KPDC appreciates the broad community support for the Dog Waste Management Pilot Project and thanks our partners who’ve made the project possible and sustainable.

  • During Phase One, Royal LePage Prime Real Estate partnered with Kilcona Park Dog Club to purchase waste bag dispensers.

  • Since the dispensers were installed, Royal LePage Prime has purchase over 150,000 waste bags.

  • Kilcona Park staff monitor the bag dispensers, kept them filled, and notified KPDC when supplies are running low.

In response to a November 2016 survey of over 900 KPDC members and park users, 80% perceived the park as being somewhat or much cleaner.

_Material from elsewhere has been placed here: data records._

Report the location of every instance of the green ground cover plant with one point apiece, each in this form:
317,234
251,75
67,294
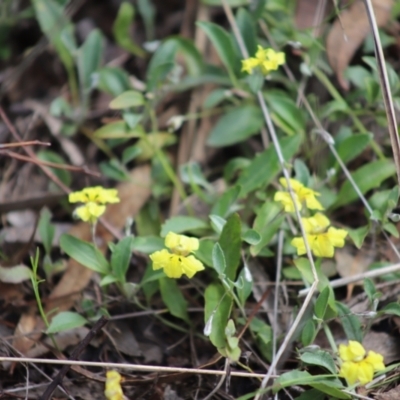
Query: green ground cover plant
258,207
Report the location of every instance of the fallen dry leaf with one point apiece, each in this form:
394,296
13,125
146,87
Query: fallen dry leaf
133,195
310,13
349,31
24,335
393,394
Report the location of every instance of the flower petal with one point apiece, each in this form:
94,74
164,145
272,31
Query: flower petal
349,371
286,201
365,372
376,360
90,212
337,236
191,265
354,351
300,245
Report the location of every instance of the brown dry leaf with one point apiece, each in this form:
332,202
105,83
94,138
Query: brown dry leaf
310,13
24,335
62,339
349,31
133,195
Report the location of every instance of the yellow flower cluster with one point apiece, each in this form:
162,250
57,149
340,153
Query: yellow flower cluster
322,242
177,261
113,386
356,365
95,200
321,238
267,59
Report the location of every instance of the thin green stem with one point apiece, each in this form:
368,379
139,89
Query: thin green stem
330,337
35,285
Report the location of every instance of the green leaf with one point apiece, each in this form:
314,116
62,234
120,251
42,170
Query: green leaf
321,303
217,307
121,29
204,253
285,113
191,173
121,257
56,26
182,223
164,58
118,130
46,230
223,44
392,309
358,235
244,290
370,289
351,147
308,333
130,98
312,394
351,324
325,383
218,258
173,298
224,205
216,97
89,59
85,253
15,274
265,166
266,223
217,223
237,125
113,80
107,280
65,321
251,237
321,358
367,177
230,241
232,3
246,24
147,244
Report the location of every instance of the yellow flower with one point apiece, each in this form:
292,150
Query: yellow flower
113,386
267,59
177,262
356,367
94,199
301,194
322,242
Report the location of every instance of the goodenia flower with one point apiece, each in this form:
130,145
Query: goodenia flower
113,386
301,194
322,242
95,200
177,262
267,59
356,366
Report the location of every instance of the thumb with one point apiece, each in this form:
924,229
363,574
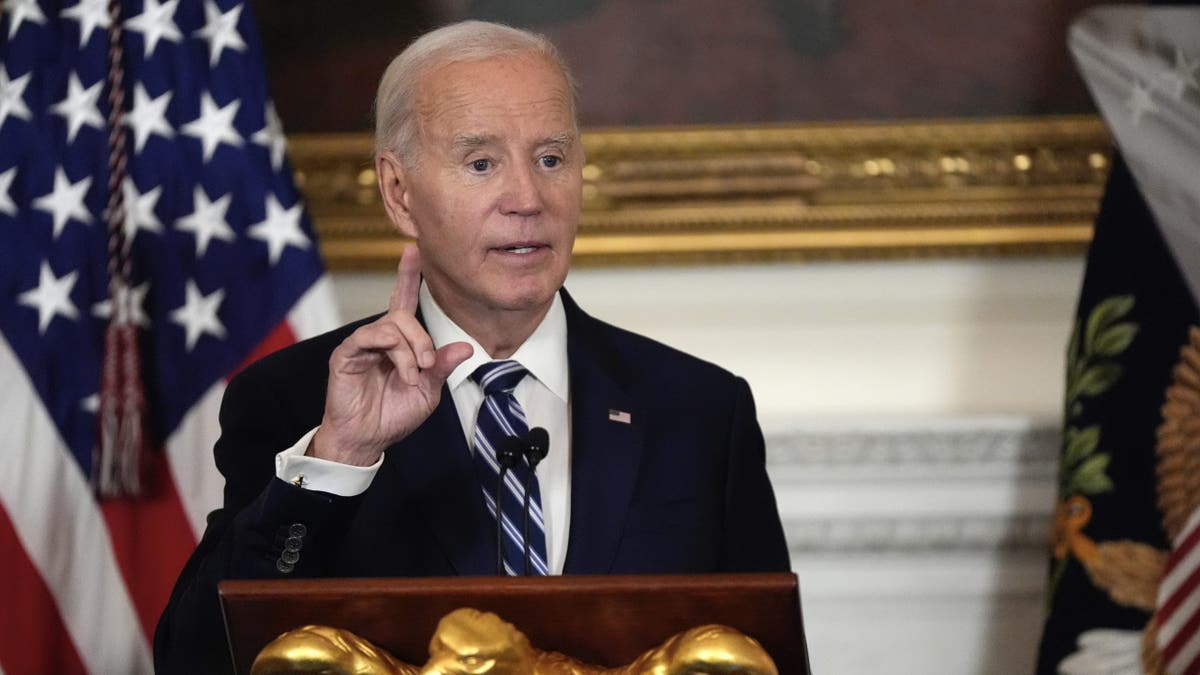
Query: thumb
449,357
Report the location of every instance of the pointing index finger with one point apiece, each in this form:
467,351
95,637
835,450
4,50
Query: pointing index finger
408,281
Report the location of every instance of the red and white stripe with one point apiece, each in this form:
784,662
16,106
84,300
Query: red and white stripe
1177,615
84,581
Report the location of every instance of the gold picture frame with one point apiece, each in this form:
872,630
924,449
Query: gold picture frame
756,193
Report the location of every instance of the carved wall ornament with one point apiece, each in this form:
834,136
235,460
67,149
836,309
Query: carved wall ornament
811,191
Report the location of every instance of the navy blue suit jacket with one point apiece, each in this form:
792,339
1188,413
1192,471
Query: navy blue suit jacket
681,489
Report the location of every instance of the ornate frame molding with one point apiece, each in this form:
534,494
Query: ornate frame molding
815,191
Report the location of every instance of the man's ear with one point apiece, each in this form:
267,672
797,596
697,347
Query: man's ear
394,189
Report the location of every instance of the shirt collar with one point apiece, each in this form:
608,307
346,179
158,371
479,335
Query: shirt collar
544,353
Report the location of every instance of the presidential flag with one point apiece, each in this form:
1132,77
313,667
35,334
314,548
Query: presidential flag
1125,592
151,243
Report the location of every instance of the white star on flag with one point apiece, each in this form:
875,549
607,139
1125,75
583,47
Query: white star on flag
271,137
90,15
221,30
156,22
7,207
21,11
139,209
280,228
52,297
1140,102
129,300
79,107
148,115
65,202
12,93
198,315
207,220
215,125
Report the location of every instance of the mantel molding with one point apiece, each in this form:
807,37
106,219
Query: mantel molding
966,485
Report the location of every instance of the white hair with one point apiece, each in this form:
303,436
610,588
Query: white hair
396,126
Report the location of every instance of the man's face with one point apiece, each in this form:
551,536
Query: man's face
495,191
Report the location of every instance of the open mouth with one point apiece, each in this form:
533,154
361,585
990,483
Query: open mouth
522,248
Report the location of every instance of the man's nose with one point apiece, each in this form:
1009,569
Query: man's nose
522,192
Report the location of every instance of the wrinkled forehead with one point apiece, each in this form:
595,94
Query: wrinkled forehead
461,93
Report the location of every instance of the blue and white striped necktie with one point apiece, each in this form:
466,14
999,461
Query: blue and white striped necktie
502,416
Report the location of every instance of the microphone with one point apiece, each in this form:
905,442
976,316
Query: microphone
537,447
508,454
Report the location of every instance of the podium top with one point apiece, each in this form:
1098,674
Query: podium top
606,620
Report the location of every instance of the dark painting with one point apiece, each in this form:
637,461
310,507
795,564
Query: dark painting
707,61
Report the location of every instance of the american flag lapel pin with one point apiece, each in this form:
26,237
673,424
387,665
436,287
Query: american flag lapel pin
619,416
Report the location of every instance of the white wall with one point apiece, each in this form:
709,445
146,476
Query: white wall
911,413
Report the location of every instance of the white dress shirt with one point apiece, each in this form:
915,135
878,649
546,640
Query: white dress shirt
544,394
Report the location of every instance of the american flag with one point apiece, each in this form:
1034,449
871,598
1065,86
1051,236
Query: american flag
223,268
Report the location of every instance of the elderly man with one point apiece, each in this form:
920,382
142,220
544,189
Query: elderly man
373,451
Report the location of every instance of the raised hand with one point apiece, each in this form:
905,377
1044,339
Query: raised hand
385,378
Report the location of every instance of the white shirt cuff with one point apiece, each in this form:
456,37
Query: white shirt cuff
313,473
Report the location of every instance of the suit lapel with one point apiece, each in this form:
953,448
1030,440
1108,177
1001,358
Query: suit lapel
438,470
605,453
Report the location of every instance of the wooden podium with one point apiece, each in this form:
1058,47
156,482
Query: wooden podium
604,620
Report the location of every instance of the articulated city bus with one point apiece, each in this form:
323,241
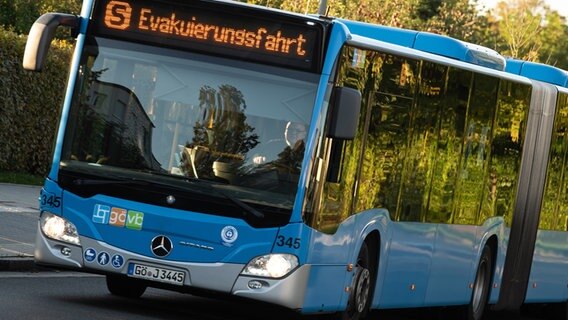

  • 85% of respondents reported they pick up after their dogs all the time and 14% picked up most of the time. Only 1% reported picking up sometimes.

  • 18% of respondents reported picking up more often because of the convenience of the bags.

  • 71% of respondents perceived that people were doing a better job of picking up after their dogs.

  • 85% of respondents brought their own bags, relying on the dispensers only in an emergency.

Kilcona Park Dog Club’s Board of Directors encourages members to “lead by example”. Keep our favorite dog park clean and safe for our fur kids and ourselves. Offer bags to those in need, and exert civic peer pressure to encourage negligent dog owners to become more responsible.

The findings of KPDC’s pilot project have been published. An electronic copy of Kilcona Park Waste Bag Pilot Project Evaluation is available on request.